With Defensive AI, Cloudflare is offering capabilities that can customized to fit organizations’ particular needs, with AI models being trained on user-specific traffic data.

“Fighting AI with AI is now a non-negotiable,” Cloudflare co-founder and CEO Matthew Prince said in a statement. “A personalized approach to protect data and defend against complex threats unique to an organization’s attack surface, at-speed, and scale, is paramount. By understanding ‘normal baselines’ in a customer’s environment and mitigating the threats that will move the needle towards increased resilience, Defensive AI is the crucial edge defenders need to stay ahead of today’s adversaries.”

Cloudflare will put AI Anomaly Detection into its API Gateway, which currently uses the vendor’s Sequence Analytics tool.

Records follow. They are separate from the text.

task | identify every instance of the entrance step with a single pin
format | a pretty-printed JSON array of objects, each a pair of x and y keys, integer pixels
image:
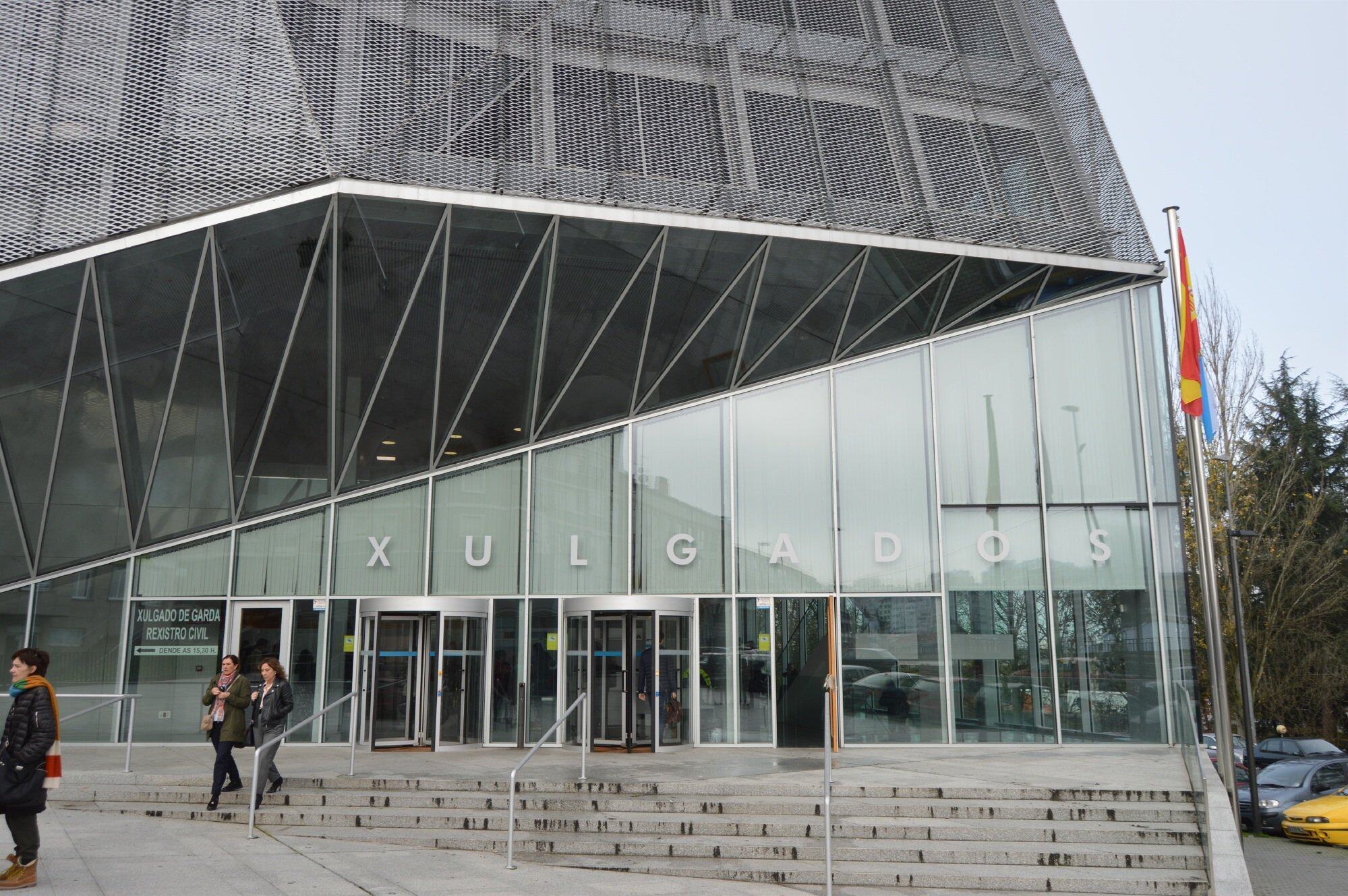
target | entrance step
[{"x": 1010, "y": 840}]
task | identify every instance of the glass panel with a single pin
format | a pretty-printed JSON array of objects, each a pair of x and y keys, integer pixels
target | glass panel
[
  {"x": 999, "y": 626},
  {"x": 383, "y": 248},
  {"x": 1109, "y": 650},
  {"x": 77, "y": 619},
  {"x": 382, "y": 543},
  {"x": 542, "y": 666},
  {"x": 676, "y": 663},
  {"x": 283, "y": 558},
  {"x": 1092, "y": 433},
  {"x": 88, "y": 512},
  {"x": 1175, "y": 597},
  {"x": 707, "y": 363},
  {"x": 889, "y": 279},
  {"x": 340, "y": 670},
  {"x": 477, "y": 531},
  {"x": 893, "y": 673},
  {"x": 681, "y": 485},
  {"x": 985, "y": 415},
  {"x": 144, "y": 293},
  {"x": 886, "y": 475},
  {"x": 263, "y": 262},
  {"x": 595, "y": 263},
  {"x": 490, "y": 253},
  {"x": 785, "y": 484},
  {"x": 815, "y": 336},
  {"x": 194, "y": 570},
  {"x": 754, "y": 669},
  {"x": 802, "y": 663},
  {"x": 1156, "y": 392},
  {"x": 173, "y": 650},
  {"x": 32, "y": 376},
  {"x": 697, "y": 267},
  {"x": 192, "y": 479},
  {"x": 794, "y": 272},
  {"x": 716, "y": 651},
  {"x": 294, "y": 454},
  {"x": 398, "y": 434},
  {"x": 580, "y": 518},
  {"x": 507, "y": 665},
  {"x": 306, "y": 647}
]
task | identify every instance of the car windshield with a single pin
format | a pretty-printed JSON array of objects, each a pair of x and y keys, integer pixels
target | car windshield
[
  {"x": 1318, "y": 747},
  {"x": 1283, "y": 775}
]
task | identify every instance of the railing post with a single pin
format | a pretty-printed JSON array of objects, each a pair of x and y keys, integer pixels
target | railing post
[{"x": 131, "y": 732}]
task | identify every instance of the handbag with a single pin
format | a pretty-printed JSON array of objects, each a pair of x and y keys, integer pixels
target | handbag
[{"x": 20, "y": 786}]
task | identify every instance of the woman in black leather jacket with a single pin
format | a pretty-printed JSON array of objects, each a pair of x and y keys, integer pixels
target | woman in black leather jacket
[{"x": 271, "y": 708}]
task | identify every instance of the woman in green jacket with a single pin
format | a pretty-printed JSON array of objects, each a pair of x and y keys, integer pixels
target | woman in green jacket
[{"x": 227, "y": 698}]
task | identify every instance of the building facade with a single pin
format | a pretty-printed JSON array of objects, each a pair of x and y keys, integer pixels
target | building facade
[{"x": 676, "y": 353}]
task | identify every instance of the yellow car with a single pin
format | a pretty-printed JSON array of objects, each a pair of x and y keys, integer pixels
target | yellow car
[{"x": 1319, "y": 821}]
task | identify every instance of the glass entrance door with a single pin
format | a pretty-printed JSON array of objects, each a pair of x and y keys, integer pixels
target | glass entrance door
[{"x": 461, "y": 658}]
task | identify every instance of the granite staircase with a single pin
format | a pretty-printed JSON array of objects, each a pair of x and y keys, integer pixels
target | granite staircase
[{"x": 967, "y": 840}]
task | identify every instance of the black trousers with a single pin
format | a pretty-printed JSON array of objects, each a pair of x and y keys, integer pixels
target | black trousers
[
  {"x": 24, "y": 829},
  {"x": 225, "y": 765}
]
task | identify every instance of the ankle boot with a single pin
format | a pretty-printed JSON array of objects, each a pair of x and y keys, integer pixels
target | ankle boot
[{"x": 20, "y": 876}]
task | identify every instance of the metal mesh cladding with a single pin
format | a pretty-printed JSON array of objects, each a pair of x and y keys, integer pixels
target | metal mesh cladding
[{"x": 966, "y": 120}]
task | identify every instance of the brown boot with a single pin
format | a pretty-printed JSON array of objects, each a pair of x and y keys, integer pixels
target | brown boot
[{"x": 20, "y": 876}]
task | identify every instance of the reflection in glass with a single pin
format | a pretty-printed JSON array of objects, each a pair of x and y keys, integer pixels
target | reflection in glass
[
  {"x": 77, "y": 619},
  {"x": 893, "y": 676},
  {"x": 542, "y": 666},
  {"x": 476, "y": 531},
  {"x": 196, "y": 570},
  {"x": 802, "y": 663},
  {"x": 785, "y": 488},
  {"x": 681, "y": 485},
  {"x": 1092, "y": 436},
  {"x": 754, "y": 669},
  {"x": 999, "y": 626},
  {"x": 985, "y": 415},
  {"x": 886, "y": 476},
  {"x": 580, "y": 518},
  {"x": 1109, "y": 649},
  {"x": 283, "y": 558},
  {"x": 507, "y": 665},
  {"x": 380, "y": 543}
]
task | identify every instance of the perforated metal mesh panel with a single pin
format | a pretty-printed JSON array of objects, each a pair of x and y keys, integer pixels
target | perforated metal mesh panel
[{"x": 966, "y": 120}]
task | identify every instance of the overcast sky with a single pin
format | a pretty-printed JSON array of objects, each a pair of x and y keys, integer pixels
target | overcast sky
[{"x": 1238, "y": 113}]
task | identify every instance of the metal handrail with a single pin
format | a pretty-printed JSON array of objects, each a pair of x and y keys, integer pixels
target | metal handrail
[
  {"x": 585, "y": 744},
  {"x": 828, "y": 786},
  {"x": 108, "y": 700},
  {"x": 272, "y": 746}
]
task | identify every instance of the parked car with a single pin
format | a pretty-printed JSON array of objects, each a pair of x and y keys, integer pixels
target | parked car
[
  {"x": 1319, "y": 821},
  {"x": 1291, "y": 782},
  {"x": 1274, "y": 750},
  {"x": 1210, "y": 743}
]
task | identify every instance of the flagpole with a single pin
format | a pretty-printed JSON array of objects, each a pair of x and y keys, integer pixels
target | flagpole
[{"x": 1207, "y": 564}]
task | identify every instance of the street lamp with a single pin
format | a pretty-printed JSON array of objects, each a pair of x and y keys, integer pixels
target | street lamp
[{"x": 1248, "y": 694}]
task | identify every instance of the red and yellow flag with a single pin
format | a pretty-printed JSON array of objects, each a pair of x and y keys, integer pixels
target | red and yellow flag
[{"x": 1191, "y": 353}]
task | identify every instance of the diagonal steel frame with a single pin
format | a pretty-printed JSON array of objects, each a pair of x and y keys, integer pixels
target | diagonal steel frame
[
  {"x": 716, "y": 306},
  {"x": 285, "y": 357},
  {"x": 173, "y": 390},
  {"x": 805, "y": 313},
  {"x": 603, "y": 326},
  {"x": 902, "y": 305},
  {"x": 500, "y": 328},
  {"x": 392, "y": 347},
  {"x": 61, "y": 414}
]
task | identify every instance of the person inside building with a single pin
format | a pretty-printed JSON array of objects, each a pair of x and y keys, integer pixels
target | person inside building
[
  {"x": 30, "y": 752},
  {"x": 272, "y": 704},
  {"x": 225, "y": 698}
]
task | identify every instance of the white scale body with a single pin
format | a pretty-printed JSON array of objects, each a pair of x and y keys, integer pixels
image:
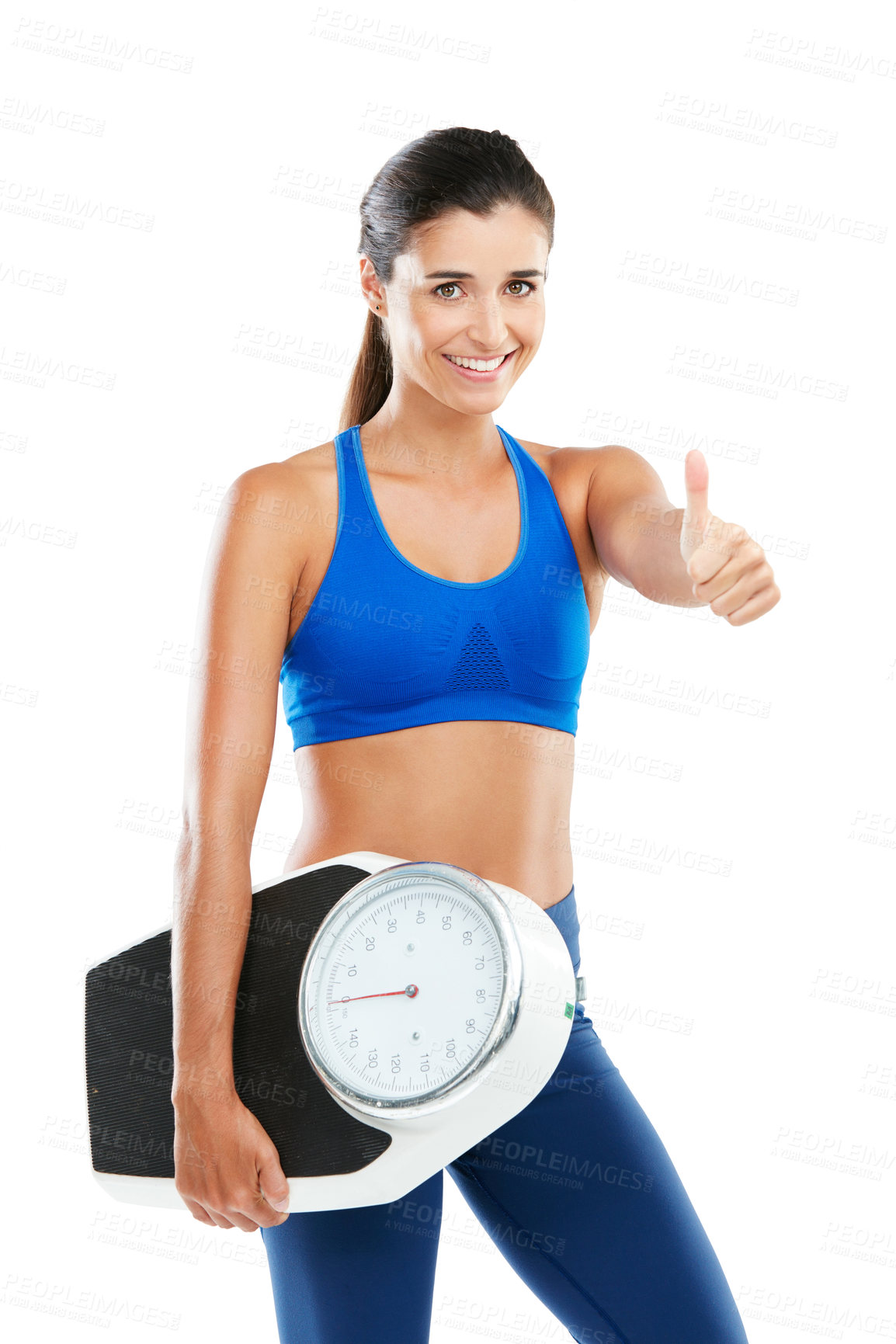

“To protect APIs at scale, API Anomaly Detection learns an application’s business logic by analyzing client API request sequences,” Cloudflare wrote. “It then builds a model of what a sequence of expected requests looks like for that application. The resulting traffic model is used to identify attacks that deviate from the expected client behavior.”

The tools within Defensive AI will identify unknown flaws in applications, protect against phishing attacks through features to determine who is sending messages and building models to determine risk, and collect a list of known and good email senders for each customer.

“We can then detect the spoof attempts when the email is sent by someone from an unverified domain, but the domain mentioned in the email itself is a reference/verified domain,” Cloudflare wrote.